Совсем другое время и место. Собор, ровные ряды аккуратных деревянных скамеек. Смотрю вниз – вижу на себе чёрную рясу, массивный серебряный крест на груди. Передо мной – декоративная кафедра. На ней – Библия. Кажется, или я должен что-то сказать? Нет, я уже сказал что-то тогда. Сейчас я только лишь наблюдатель. Изучаю внимательно прихожан. Тот самый мужчина, в том же галстуке, в той же рубашке, только другой. Посвежевший, улыбающийся, счастливый. Томас. Я помню его. Рядом – кроткая и очаровательная светловолосая женщина, рука которой покоится на плече стоящей около неё маленькой девочки. Их дочери. Ту девушку зовут Эмили. А девочку… Келли?
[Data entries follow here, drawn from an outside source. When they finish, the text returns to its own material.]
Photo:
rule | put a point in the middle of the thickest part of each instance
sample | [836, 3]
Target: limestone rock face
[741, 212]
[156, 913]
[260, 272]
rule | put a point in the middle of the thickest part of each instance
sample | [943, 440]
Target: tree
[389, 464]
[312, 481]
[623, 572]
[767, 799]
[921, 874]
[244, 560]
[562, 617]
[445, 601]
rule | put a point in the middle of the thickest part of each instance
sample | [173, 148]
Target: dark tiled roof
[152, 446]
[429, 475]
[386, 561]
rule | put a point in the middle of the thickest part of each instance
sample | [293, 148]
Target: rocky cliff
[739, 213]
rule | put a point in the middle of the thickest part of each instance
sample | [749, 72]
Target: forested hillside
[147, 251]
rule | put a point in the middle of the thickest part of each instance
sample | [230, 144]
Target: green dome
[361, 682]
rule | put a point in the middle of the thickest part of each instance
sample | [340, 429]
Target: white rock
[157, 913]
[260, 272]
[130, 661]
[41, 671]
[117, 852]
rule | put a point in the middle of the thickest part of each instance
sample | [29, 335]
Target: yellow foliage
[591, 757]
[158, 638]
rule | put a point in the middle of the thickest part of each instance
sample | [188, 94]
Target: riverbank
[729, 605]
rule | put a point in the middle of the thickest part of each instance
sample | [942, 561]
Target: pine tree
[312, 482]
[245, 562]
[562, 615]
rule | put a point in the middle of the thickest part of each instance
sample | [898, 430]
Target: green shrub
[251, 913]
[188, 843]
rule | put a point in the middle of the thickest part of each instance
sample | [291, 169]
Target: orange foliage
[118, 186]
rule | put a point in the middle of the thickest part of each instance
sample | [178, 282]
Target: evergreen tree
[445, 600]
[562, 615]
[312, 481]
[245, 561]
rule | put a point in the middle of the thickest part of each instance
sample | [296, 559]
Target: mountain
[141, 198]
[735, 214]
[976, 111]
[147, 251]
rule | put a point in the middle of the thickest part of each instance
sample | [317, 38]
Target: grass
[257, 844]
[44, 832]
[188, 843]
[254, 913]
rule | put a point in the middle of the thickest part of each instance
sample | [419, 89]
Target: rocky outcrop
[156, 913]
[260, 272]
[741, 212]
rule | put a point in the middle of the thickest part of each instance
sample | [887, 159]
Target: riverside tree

Растерянный взгляд продолжает скользит по бару. Вижу Эмили за соседним столом – перед ней бутылка вина, волосы в беспорядке разбросаны, облачена в одну лишь сорочку. Нервирующий звук на фоне по-прежнему нарастает. Что это..? Плач?
- Бармен, ещё один двойной виски, - рычу я, поворачивая голову.
Человек за стойкой с ненавистью смотрит на меня. Опять Томас, с его изнеможенного осунувшегося лица на меня взирают горящие ненавистью глаза. О Всевышний, что происходит? Становится страшно. Я определённо слышу надрывный детский плач, источник которого определить возможным не представляется.
- Вы поможете нам, святой отец?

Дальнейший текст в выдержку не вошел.